A small population of homeless Sumatran orangutans has reportedly been panhandling near the headquarters of agribusiness giant Cargill on the outskirts of Minneapolis, Minnesota.
It seems these distraught red apes have descended on the small, affluent town of Wayzata to protest what they say is the destruction of their rainforest habitat for palm oil by Cargill.
The first of the forlorn primates appeared last week just before dawn on a local park bench on the shore of Lake Minnetonka, holding a sign that read “Home Destroyed for Palm Oil. Anything Helps.” Within minutes of sitting down, an upset passerby, apparently a Cargill employee, jumped out of her SUV and assaulted the peaceful orangutan, removing her sign and leaving her alone in the cold autumn air.
A few days later another of the great apes appeared on a busy public square in Wayzata carrying a sign reading “Evicted by Cargill. Will work for habitat.” This animal was more warmly received and he sat peacefully for hours as hundreds of people commented and interacted with him amicably.

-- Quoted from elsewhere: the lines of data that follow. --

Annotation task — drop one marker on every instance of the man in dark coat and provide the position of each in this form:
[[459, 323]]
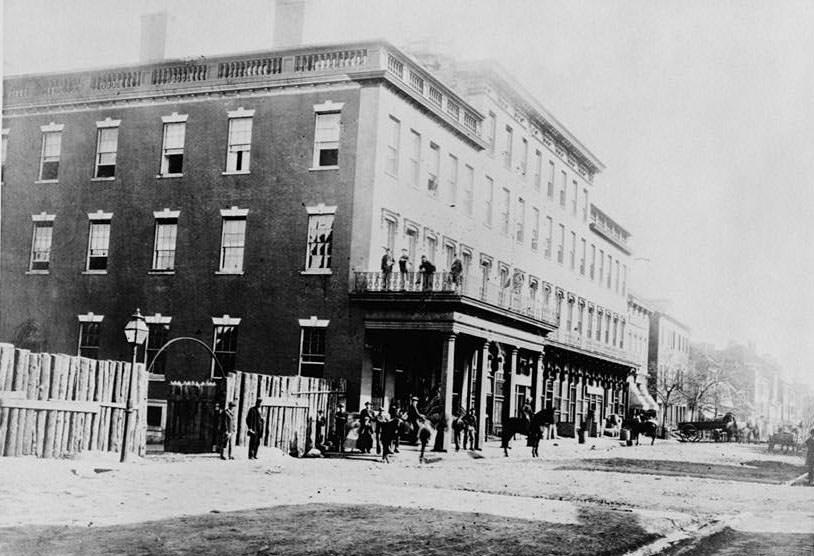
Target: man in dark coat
[[255, 426]]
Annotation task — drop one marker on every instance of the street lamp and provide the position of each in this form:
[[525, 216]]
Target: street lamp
[[136, 333]]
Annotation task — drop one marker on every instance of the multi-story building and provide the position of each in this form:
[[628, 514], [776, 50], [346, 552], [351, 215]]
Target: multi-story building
[[247, 200], [668, 362]]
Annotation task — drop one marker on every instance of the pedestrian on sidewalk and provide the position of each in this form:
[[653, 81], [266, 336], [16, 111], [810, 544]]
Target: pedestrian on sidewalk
[[255, 425], [228, 428]]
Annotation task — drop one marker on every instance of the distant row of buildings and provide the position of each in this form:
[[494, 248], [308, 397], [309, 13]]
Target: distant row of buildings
[[248, 200]]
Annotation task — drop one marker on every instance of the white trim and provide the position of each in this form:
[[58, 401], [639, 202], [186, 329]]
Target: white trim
[[166, 214], [174, 118], [99, 215], [225, 320], [43, 217], [321, 208], [329, 106], [157, 318], [90, 317], [234, 212], [314, 322], [108, 122], [241, 113]]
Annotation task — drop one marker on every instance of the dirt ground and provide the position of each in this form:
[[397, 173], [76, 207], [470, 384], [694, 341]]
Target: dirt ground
[[647, 484]]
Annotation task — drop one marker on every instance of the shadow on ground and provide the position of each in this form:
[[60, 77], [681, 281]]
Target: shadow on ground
[[736, 543], [758, 471], [339, 529]]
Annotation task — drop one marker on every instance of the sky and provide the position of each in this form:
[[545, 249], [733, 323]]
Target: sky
[[701, 111]]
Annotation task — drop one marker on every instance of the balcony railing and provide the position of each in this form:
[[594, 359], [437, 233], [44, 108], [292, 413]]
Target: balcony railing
[[445, 283], [366, 58]]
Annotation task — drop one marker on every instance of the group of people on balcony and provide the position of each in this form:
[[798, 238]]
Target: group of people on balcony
[[426, 270]]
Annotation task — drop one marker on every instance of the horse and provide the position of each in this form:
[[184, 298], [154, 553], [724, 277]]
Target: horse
[[531, 427], [638, 427]]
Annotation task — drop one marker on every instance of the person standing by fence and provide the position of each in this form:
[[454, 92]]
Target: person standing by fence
[[255, 426], [228, 428]]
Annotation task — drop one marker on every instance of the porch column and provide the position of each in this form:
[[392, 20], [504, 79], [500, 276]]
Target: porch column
[[537, 381], [509, 378], [483, 377], [444, 434]]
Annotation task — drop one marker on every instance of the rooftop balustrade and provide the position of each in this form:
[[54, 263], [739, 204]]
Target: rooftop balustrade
[[255, 69]]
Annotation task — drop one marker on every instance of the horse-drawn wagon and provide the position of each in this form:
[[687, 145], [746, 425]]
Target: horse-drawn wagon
[[693, 431]]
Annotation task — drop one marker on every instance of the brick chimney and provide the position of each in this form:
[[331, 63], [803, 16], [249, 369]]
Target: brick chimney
[[153, 37], [289, 20]]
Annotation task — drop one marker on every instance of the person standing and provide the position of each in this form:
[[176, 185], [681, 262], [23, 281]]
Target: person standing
[[387, 268], [340, 426], [255, 425], [427, 270], [228, 428]]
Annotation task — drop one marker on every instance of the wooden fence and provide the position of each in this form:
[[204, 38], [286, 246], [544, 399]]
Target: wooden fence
[[56, 405], [288, 403]]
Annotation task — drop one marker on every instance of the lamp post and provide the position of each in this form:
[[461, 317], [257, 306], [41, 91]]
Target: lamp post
[[136, 333]]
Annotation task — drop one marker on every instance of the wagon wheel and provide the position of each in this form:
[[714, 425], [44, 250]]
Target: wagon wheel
[[689, 432]]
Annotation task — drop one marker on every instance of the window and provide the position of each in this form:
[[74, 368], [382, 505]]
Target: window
[[582, 257], [312, 347], [391, 162], [507, 152], [535, 228], [320, 238], [574, 200], [488, 201], [239, 148], [158, 329], [434, 169], [232, 240], [107, 143], [593, 260], [521, 220], [550, 236], [491, 129], [172, 156], [224, 343], [98, 241], [166, 232], [41, 242], [326, 139], [415, 158], [561, 249], [453, 180], [505, 200], [51, 151], [469, 186], [563, 185], [90, 328]]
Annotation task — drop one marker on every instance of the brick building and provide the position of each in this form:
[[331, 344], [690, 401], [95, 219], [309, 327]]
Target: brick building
[[247, 200]]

The latest sighting was early in the morning this past Monday when a bundled-up orangutan was spotted hitchhiking near the entrance to Cargill’s headquarters in the town of Minnetonka. After hundreds of Cargill employees drove slowly past the hitchhiking protestor as they arrived to work, a team of Cargill private security officers arrived on the scene. The security team interrogated the orangutan for several tense minutes before rudely pinching his side and then picking him up and loading him into the back of their patrol vehicle. His current whereabouts remain unknown.

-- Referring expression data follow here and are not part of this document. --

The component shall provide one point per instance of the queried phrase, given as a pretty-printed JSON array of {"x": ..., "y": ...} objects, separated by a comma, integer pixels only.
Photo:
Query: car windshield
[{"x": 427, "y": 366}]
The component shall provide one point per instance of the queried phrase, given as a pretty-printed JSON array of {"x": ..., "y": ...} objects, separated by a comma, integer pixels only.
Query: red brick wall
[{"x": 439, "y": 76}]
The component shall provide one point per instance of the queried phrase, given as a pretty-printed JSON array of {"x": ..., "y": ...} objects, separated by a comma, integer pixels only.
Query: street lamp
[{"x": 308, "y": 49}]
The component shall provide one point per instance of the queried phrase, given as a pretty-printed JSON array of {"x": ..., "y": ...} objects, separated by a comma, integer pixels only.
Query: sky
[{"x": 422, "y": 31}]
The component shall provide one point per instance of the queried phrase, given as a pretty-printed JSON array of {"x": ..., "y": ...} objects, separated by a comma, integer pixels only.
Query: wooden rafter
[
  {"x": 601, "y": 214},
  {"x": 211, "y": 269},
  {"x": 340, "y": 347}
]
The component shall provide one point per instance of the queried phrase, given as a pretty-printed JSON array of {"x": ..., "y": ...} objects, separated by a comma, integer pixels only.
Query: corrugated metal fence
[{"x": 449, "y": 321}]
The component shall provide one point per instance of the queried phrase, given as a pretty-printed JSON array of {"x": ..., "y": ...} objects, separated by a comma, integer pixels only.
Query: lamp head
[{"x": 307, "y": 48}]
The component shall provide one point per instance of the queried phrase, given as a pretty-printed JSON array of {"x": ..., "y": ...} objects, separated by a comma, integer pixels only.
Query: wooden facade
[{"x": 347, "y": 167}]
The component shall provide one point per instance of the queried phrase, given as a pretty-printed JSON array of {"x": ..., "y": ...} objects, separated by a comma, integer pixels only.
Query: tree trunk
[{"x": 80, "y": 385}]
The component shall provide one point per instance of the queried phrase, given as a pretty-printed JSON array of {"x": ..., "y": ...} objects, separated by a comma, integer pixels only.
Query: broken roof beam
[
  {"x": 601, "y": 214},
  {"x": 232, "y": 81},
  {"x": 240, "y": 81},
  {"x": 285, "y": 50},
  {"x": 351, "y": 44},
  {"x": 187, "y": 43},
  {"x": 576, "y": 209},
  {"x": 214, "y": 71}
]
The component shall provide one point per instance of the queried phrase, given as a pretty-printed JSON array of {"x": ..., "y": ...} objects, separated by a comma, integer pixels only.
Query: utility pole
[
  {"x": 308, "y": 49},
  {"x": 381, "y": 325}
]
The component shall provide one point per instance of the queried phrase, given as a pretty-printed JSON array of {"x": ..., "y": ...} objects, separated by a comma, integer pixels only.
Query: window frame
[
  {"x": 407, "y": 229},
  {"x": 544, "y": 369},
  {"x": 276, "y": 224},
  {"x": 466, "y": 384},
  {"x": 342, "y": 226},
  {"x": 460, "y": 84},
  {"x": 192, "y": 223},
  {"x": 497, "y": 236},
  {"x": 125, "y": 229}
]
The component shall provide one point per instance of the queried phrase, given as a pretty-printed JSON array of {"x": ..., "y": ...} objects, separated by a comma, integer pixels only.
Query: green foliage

While it is unclear exactly how these tropical animals ended up in the frigid Midwest, their appearance follows a high profile string of public advertisements by Rainforest Action Network, including billboards, full page print ads and an online campaign calling attention to the urgent crisis of extinction orangutans face due to the wholesale destruction of Indonesia’s rainforests for palm oil plantations.

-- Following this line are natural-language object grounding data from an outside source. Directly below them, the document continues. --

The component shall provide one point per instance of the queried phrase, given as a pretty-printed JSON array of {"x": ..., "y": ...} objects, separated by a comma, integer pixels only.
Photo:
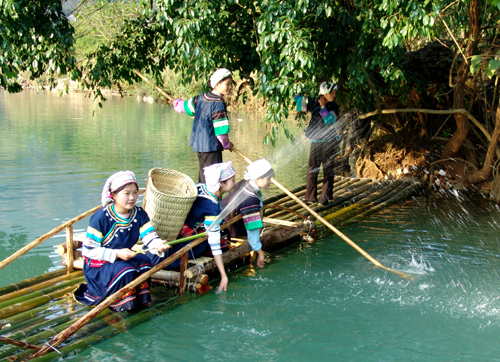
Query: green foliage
[
  {"x": 35, "y": 36},
  {"x": 287, "y": 46}
]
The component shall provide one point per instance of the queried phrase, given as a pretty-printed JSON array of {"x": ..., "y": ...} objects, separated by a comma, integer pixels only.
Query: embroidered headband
[{"x": 114, "y": 182}]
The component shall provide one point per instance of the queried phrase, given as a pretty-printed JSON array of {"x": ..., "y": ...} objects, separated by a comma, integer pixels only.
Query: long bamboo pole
[
  {"x": 39, "y": 286},
  {"x": 330, "y": 226},
  {"x": 48, "y": 235},
  {"x": 19, "y": 343},
  {"x": 61, "y": 337}
]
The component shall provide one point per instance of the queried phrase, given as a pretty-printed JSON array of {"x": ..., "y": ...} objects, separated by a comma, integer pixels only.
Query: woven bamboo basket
[{"x": 168, "y": 199}]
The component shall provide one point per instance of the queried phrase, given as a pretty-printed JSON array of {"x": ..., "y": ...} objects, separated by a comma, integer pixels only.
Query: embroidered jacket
[{"x": 108, "y": 231}]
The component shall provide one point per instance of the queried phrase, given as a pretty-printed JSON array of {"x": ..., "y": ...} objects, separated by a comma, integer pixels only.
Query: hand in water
[
  {"x": 260, "y": 259},
  {"x": 223, "y": 285}
]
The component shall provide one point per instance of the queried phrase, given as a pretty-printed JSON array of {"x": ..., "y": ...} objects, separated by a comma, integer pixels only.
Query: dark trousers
[
  {"x": 206, "y": 159},
  {"x": 321, "y": 153}
]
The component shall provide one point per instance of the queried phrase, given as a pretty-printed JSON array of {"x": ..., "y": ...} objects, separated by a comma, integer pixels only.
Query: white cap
[{"x": 219, "y": 75}]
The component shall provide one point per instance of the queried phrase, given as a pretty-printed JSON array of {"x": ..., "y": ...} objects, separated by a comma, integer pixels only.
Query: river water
[{"x": 311, "y": 302}]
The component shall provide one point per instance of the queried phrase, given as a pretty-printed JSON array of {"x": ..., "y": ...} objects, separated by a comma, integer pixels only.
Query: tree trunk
[
  {"x": 462, "y": 131},
  {"x": 485, "y": 173}
]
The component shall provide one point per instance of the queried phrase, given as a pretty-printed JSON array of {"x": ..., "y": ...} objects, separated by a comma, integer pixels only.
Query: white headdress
[
  {"x": 219, "y": 75},
  {"x": 258, "y": 169},
  {"x": 114, "y": 182}
]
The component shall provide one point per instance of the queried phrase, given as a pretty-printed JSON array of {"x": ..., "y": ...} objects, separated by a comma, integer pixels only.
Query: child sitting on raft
[
  {"x": 219, "y": 180},
  {"x": 209, "y": 135},
  {"x": 110, "y": 264},
  {"x": 249, "y": 203}
]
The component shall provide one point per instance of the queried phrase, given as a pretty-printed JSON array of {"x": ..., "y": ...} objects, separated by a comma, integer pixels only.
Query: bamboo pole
[
  {"x": 69, "y": 247},
  {"x": 31, "y": 281},
  {"x": 270, "y": 238},
  {"x": 32, "y": 303},
  {"x": 62, "y": 248},
  {"x": 28, "y": 317},
  {"x": 408, "y": 190},
  {"x": 107, "y": 332},
  {"x": 39, "y": 286},
  {"x": 19, "y": 343},
  {"x": 49, "y": 332},
  {"x": 330, "y": 226},
  {"x": 39, "y": 293},
  {"x": 113, "y": 298},
  {"x": 46, "y": 236},
  {"x": 35, "y": 328}
]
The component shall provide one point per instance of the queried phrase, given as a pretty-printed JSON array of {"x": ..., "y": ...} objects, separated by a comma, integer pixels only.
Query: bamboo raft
[{"x": 37, "y": 311}]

Cargill is the largest importer of palm oil into the US and one can only guess these intelligent creatures came to Cargill’s doorstep in a last ditch effort to save their kind before it is forever too late.
Please be on alert—while orangutans pose no threat to humans, these animals are clearly desperate for their survival and unless Cargill acts quickly to make sure it stops buying palm oil that destroys their precious habitat, there is no telling what they might do next.